The memory backing an IString is reference counted, so that unlike many string interning libraries, memory is not leaked as new strings are interned. Interning uses DashSet, an implementation of a concurrent hash-set, allowing many strings to be interned concurrently without becoming a bottleneck.

Given the nature of IString it is better to intern a string once and reuse it, rather than continually convert from &str to IString.


The IArray type is similar to a Vec<IValue>. The primary difference is that the length and capacity are stored inside the heap allocation, so that the IArray itself can be a single pointer.


The IObject type is similar to a HashMap<IString, IValue>. As with the IArray, the length and capacity are stored inside the heap allocation. In addition, IObjects preserve the insertion order of their elements, in case that is important in the original JSON.

Removing from an IObject will disrupt the insertion order.

Technical details


The six JSON types are broken down into those with a small fixed set of values:

  • null
  • bool

And those without:

  • number
  • string
  • array
  • object

Conveniently, this means we only need to distinguish between four different heap allocated types (those without) and this can be done using only 2 bits.

We make sure our heap allocations have an alignment of at least 4 (which is generally the case anyway) and this leaves us the two lower bits of a pointer to store a "tag" value.

As an added bonus, the alignment of 4 means there are 3 constant pointer values (other than the null pointer) which can never be returned from alloc:

  • 0x1
  • 0x2
  • 0x3

These three pointer values map neatly onto the fixed values null, false and true respectively. And with that, we've covered all the possible JSON types!

All that's left is to find a way to store numbers, strings, arrays and objects behind a thin pointer.


It's not uncommon to store byte arrays in JSON. If we need to a heap allocation for every single byte in such an array it would be extremely inefficient. Also, some numbers are more common than others (0, 1, -1).

As a result, we need a way to encode numbers more efficiently the smaller they are, and ideally encode all possible byte values without a heap allocation. But we only have a single pointer to work with, and we've already used the tag bits!

The good news is that there just aren't that many byte values (256 to be exact) and even if we extend the range to signed bytes too, it's only 384. We can simply reserve a static array in our binary for these small integers.

In practice we use a nice round 512-entry array storing values from -128 to 383 which more than covers the byte value range. When we need to store one of these numbers we simply set our pointer to the appropriate entry in the array, and skip any allocating or freeing.


As mentioned previously, strings are interned.
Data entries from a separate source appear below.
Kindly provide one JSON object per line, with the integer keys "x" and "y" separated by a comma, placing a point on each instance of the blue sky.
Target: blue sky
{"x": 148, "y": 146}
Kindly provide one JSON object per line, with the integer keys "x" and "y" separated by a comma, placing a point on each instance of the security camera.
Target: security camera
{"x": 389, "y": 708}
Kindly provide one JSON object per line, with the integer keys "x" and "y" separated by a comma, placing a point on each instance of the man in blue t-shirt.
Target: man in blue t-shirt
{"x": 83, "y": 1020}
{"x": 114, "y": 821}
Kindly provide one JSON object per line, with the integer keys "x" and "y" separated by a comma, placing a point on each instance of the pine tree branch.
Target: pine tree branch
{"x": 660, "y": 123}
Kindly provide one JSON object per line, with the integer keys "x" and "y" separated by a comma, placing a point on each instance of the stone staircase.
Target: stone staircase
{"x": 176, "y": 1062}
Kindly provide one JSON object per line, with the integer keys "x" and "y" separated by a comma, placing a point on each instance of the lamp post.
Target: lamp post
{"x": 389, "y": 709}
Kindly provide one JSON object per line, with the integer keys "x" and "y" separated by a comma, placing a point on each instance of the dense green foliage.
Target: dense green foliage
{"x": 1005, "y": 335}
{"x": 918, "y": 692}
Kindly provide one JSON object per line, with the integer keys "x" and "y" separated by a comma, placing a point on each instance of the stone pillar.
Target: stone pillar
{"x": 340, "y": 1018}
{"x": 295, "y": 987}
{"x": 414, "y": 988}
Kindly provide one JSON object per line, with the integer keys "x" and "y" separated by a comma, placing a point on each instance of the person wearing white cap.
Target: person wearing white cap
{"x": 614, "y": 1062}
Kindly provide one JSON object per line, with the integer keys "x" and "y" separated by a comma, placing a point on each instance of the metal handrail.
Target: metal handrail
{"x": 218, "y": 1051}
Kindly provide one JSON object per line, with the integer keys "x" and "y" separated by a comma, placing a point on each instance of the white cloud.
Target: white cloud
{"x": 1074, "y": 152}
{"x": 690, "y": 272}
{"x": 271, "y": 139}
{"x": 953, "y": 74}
As well as saving a ton of memory when keys are repeated many times in arrays of objects, this also makes it trivial to store a string with a single pointer, we just set the pointer to the location of the interned string.

We also use a similar trick as for numbers to store the empty string more cheaply: we just declare a static variable to be the empty string, and use pointers to that.
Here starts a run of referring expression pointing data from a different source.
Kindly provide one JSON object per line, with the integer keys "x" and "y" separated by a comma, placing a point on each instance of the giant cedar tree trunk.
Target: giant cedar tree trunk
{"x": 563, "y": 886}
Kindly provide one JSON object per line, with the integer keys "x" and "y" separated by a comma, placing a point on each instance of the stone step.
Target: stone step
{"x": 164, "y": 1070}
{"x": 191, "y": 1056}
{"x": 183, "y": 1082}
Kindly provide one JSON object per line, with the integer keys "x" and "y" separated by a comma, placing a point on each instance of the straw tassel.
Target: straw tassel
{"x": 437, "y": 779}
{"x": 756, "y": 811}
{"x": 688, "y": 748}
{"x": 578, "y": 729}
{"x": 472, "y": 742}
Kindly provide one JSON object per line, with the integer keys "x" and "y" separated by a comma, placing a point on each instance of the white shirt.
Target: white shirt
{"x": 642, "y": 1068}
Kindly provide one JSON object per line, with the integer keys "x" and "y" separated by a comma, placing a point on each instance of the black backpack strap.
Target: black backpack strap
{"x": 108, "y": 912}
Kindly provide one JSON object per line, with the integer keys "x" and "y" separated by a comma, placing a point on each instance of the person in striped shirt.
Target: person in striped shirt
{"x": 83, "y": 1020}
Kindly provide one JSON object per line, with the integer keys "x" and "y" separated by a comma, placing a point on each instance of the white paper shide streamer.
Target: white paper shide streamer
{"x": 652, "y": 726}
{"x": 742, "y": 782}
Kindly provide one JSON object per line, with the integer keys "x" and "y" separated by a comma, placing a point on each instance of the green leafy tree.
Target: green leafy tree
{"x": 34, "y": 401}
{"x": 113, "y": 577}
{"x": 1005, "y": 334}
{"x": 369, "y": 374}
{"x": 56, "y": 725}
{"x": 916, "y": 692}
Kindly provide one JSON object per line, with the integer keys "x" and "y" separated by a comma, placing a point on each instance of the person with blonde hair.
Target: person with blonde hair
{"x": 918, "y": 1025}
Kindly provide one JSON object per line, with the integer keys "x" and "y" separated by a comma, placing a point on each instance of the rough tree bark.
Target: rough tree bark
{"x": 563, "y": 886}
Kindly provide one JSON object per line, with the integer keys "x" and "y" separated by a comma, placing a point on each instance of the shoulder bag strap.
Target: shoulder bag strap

This works just like a Vec, but we reserve extra space at the beginning of the allocation to store the length and capacity.

We again use the static variable optimization so that the empty Vec does not require an allocation.


Same idea as the IArray and the same static variable optimization.

Internally we actually store two arrays in the allocation: the first is a simple array of IValues and the second is the hash-table itself. The hash table just stored indices into the first array.

This simplifies the hash table implementation whilst also allowing us to preserve the insertion order and makes iteration very cheap (since we don't need to skip over empty entries).

New values are always pushed onto the end of the array before their index is inserted into the hash table. Removed values are first swapped to the end of the array (see Vec::swap_remove) so that removals are still constant time.

The hash values are not stored, since the keys (IStrings) are interned and so the hash function can be a very fast operation that only looks at the pointer value.